A Webreview For My Week with Marilyn

Twitter generation beware: Don’t expect too much gossip from My Week With Marilyn. Marilyn, of course, is Monroe, and the week is the one spent with her by a then-callow Brit named Colin Clark, whose memoirs of the experience give the script its well-crafted substance plus its respectful tone.

The result plays like a BBC period piece with all the attendant strengths and the usual glaring weakness. The acting is superb, the settings are beautifully recreated, the dialogue crackles with occasional wit, but where’s the juice? Although lovely to gaze upon, the whole thing feels a bit precious and porcelain, more teapot than sexpot.

The year is 1956, when Colin (Eddie Redmayne) runs off to London to “join the circus” – more precisely, to work as a go-fer on the upcoming production of The Prince and the Showgirl, a piece of comedic fluff starring Laurence Olivier and the already-famous Marilyn.

With the new kitchen-sink realism dominating the British stage, poor Larry (Kenneth Branagh) senses that things are passing him by and hopes that his hot co-star will melt the tarnish off his image.

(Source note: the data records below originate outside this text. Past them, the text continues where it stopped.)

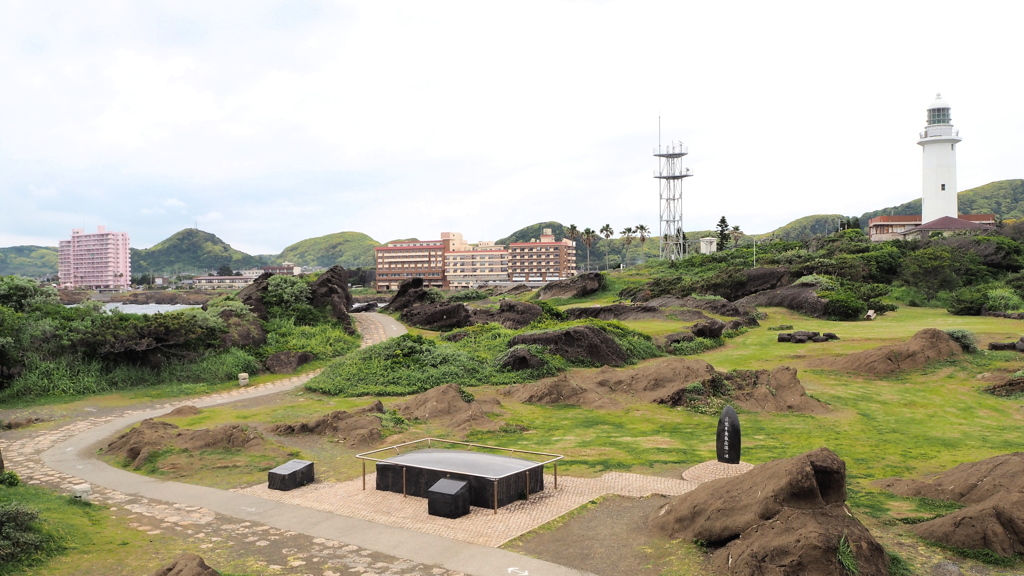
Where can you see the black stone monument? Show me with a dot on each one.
(449, 498)
(290, 476)
(727, 440)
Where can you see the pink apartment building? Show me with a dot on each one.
(97, 261)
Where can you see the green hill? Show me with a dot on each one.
(349, 249)
(1003, 198)
(29, 260)
(807, 227)
(192, 251)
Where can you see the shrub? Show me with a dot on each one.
(842, 305)
(968, 301)
(9, 479)
(965, 338)
(20, 536)
(1004, 299)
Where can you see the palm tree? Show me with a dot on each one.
(588, 236)
(643, 232)
(607, 233)
(627, 240)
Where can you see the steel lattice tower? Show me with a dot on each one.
(671, 174)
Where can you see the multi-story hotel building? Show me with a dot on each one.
(470, 266)
(542, 260)
(416, 258)
(96, 261)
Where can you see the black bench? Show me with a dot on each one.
(291, 475)
(449, 498)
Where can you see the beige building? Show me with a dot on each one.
(221, 282)
(542, 259)
(473, 265)
(416, 258)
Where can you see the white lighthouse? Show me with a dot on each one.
(939, 175)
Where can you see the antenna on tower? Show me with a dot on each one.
(671, 174)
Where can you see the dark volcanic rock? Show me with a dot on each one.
(510, 314)
(784, 517)
(252, 295)
(331, 289)
(800, 298)
(521, 359)
(578, 343)
(438, 316)
(186, 565)
(576, 287)
(287, 362)
(410, 293)
(709, 329)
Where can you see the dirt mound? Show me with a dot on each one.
(446, 405)
(182, 412)
(714, 305)
(993, 492)
(927, 345)
(438, 316)
(186, 565)
(616, 312)
(576, 287)
(22, 422)
(410, 293)
(286, 362)
(511, 290)
(510, 314)
(1010, 387)
(673, 381)
(252, 295)
(151, 435)
(561, 389)
(242, 330)
(801, 298)
(777, 391)
(358, 428)
(578, 343)
(784, 517)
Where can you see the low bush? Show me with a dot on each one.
(470, 357)
(965, 338)
(22, 537)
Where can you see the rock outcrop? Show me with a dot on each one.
(186, 565)
(287, 362)
(576, 287)
(784, 517)
(993, 493)
(579, 343)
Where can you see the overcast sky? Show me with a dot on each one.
(268, 122)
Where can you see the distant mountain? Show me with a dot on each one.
(192, 251)
(1003, 198)
(534, 231)
(349, 249)
(29, 260)
(806, 227)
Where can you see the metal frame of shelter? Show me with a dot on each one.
(366, 456)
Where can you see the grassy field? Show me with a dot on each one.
(907, 424)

Recently married to playwright Arthur Miller, and pair-bonded with acting coach Paula Strasberg, Marilyn is also in the image-changing biz – she wants the artsy respect that comes from hobnobbing with the English theatah types.

That’s all familiar lore but, to his credit, director Simon Curtis (yes, a BBC veteran) lays out these separate ambitions and conflicting tensions with breezy dispatch in the early frames. For our part, we’re busy measuring the distance between the big names and their impersonators. Not surprisingly, a typecast Branagh makes for a very credible Olivier, capturing the florid self-importance no less than the festering insecurities. And Julia Ormond turns in a wonderfully grounded cameo as Olivier’s then-wife Vivien Leigh, who sees her husband far more clearly than he sees himself.

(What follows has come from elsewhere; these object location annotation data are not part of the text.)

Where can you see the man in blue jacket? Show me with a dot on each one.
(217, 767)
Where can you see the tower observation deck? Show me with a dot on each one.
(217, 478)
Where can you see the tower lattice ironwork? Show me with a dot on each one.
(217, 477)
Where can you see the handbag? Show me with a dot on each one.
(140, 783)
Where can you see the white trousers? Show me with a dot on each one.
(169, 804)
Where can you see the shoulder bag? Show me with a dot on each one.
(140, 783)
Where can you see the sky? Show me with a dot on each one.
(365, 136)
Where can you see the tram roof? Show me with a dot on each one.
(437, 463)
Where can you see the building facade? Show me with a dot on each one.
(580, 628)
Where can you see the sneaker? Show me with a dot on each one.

Superb too is Judi Dench’s take on Dame Sybil Thorndike, an oasis of kindness on the stormy set, and honest enough to admit to the nervous American: “None of the rest of us knows how to act for the camera – but you do.”

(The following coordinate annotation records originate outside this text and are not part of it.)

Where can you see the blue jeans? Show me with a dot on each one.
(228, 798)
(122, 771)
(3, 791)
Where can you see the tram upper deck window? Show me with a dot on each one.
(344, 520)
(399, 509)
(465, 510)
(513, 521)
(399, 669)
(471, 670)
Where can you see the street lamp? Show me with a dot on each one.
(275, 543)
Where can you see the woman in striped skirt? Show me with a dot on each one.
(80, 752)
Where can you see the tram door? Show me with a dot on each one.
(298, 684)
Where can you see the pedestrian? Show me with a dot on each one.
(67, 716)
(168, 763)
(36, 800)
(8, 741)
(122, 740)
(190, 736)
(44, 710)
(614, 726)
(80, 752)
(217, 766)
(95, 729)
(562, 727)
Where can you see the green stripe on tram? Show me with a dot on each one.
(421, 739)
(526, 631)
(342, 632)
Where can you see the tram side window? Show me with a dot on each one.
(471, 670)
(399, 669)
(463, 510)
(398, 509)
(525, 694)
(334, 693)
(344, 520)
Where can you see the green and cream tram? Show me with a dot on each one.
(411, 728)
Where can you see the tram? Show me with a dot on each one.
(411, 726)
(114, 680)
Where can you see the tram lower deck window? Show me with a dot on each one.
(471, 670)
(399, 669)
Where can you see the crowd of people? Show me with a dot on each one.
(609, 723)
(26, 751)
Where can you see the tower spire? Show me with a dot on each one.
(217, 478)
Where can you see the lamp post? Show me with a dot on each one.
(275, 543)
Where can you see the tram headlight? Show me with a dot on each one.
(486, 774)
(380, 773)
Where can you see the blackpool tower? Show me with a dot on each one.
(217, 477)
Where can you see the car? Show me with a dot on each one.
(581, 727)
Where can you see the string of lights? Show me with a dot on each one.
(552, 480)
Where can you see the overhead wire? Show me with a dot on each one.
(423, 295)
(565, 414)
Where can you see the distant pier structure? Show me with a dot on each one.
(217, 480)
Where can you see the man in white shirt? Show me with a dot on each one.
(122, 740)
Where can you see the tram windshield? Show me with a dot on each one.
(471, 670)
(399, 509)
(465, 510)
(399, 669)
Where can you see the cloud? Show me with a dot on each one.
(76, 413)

Which bring us to Michelle Williams in the pivotal role. Although not as top-heavy as the actual bombshell, she definitely fills out the rest of those iconic gowns, takes care not to overdo the breathy voice, hints delightfully at a quicker-than-expected mind, and fully embraces the little-girl-lost vulnerability.

Unfortunately, the screenplay gives her no chance to explore the aspect of Monroe that tends to get forgotten: her street-smart, up-from-the-gutter toughness. Too bad because, with her talent, Williams could have done something special with that added dimension – a great actor navigating a great star.

Instead, the movie-within-a-movie sequences unfold as expected. The prickliness is predictable: Marilyn is consistently late and soul-searching (“Acting is the truth”); Olivier is perpetually irked and dismissive (“Acting is faking the truth”). Coddled by her entourage and leaden from drugs, she flubs lines, fights fatigue, wanders off.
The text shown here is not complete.